Mais cet explorateur, venu de Tripoli, ayant poussé jusqu’à Tombouctou, avait été assassiné, en 1820, à deux journées de marche de la ville sainte du Soudan, dont on venait de le chasser, et ses notes de voyage furent perdues.

Les premières notions que nous en reçûmes, après notre installation à Géryville, nous vinrent des caravanes.

Quel était en effet leur but, à ces migrations annuelles, régulières de départ et de retour ? Leur brièveté ne permettait pas de supposer que nos indigènes descendaient jusqu’au Soudan ; il fallait croire alors qu’il existait des marchés intermédiaires où les produits pouvaient s’écouler, s’échanger. Ainsi l’on apprit l’existence de groupes d’oasis, dont les plus rapprochées n’étaient pas à moins de cent cinquante lieues de nos Ksour.

Un pays sans doute intéressant à étudier, supposa-t-on ; qui sait même s’il ne devait pas être possible de l’ouvrir au commerce français ?…

On se renseigna auprès des indigènes sur ces régions, puis on se décida à les faire explorer, à voir le parti qu’on en pouvait tirer. En 1860, deux officiers de Géryville, MM. Colonieu, commandant supérieur du cercle, et Burin, capitaine, chef du bureau arabe, furent désignés pour essayer d’y pénétrer, d’y nouer même des relations commerciales.

Ils devaient se joindre aux caravanes des Oulad Sidi Cheikh. Avec la protection de Si Bou Beker[1], notre fidèle allié, dont l’influence religieuse s’étendait jusque-là, rien ne devait être plus facile.

MM. Colonieu et Burin lancèrent d’abord aux populations gourariennes une sorte de manifeste :

« … Votre pays ne produit ni métaux, ni épices, ni cotonnades, ni une foule de choses essentielles à la vie. Vous les achetez aujourd’hui très cher parce qu’ils viennent de très loin. Nos marchands vous les procureront à meilleur compte. Vous y trouverez votre intérêt, comme nous le nôtre, et notre amitié en sera augmentée… »

Puis, s’étant munis d’une pacotille, ils partirent. Malheureusement, avec eux, marchaient une centaine de cavaliers armés. Ce déploiement de forces les perdit. Les Gourariens le grossirent dans leurs propos, l’exagérèrent, se persuadèrent enfin qu’on venait commencer la conquête de leur pays.

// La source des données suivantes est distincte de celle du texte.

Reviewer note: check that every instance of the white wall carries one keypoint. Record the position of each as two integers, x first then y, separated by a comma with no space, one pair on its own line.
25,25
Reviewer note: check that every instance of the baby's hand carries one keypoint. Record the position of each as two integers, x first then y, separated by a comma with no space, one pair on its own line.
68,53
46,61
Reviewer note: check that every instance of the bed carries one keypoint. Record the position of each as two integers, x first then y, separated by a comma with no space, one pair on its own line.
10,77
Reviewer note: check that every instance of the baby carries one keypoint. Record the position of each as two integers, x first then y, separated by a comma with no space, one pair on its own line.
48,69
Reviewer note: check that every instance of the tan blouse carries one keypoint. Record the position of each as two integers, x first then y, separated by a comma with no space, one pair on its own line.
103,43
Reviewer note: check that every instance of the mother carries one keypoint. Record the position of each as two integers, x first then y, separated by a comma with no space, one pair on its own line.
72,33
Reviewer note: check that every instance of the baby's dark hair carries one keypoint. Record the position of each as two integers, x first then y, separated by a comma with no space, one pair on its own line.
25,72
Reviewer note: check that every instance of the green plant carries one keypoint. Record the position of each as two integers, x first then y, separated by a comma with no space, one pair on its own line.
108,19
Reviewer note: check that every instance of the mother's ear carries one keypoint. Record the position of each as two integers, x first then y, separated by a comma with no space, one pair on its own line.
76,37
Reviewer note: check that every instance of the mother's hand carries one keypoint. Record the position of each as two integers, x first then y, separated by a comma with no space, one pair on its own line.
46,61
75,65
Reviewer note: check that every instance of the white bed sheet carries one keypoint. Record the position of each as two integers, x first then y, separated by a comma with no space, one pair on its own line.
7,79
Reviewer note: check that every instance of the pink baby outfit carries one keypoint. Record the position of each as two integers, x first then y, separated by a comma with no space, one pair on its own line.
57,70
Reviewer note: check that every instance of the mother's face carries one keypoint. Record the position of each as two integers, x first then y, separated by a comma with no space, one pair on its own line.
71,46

Aussi, non seulement la plupart des Ksour refusèrent-ils de recevoir les officiers, mais, dans quelques-uns même, comme Timmimoun, qui est la principale ville du Gourara, ceux-ci trouvèrent les murs couverts d’hommes en armes, prêts à s’opposer par la force à leur approche. Pour ne pas empêcher absolument les caravanes de faire leurs échanges habituels, ils durent s’éloigner.

Leur voyage manqua donc son but. Il éveilla aussi des craintes dans les oasis, qui, pour assurer leur indépendance, envoyèrent des présents au sultan du Maroc, et lui demandèrent de faire acte de suzerain en leur nommant des caïds. Et, depuis lors, la prière officielle du vendredi cessa d’être faite, chez elles, au nom du sultan de Constantinople, pour le devenir au nom du sultan du Maroc.

Ce résultat fâcheux fut constaté, en 1864,

  1. Si Bou Beker, héritier de la baraca de Sidi Cheikh, à la mort du khalifa Sidi Hamza, son père ; bachagha des Oulad Sidi Cheikh.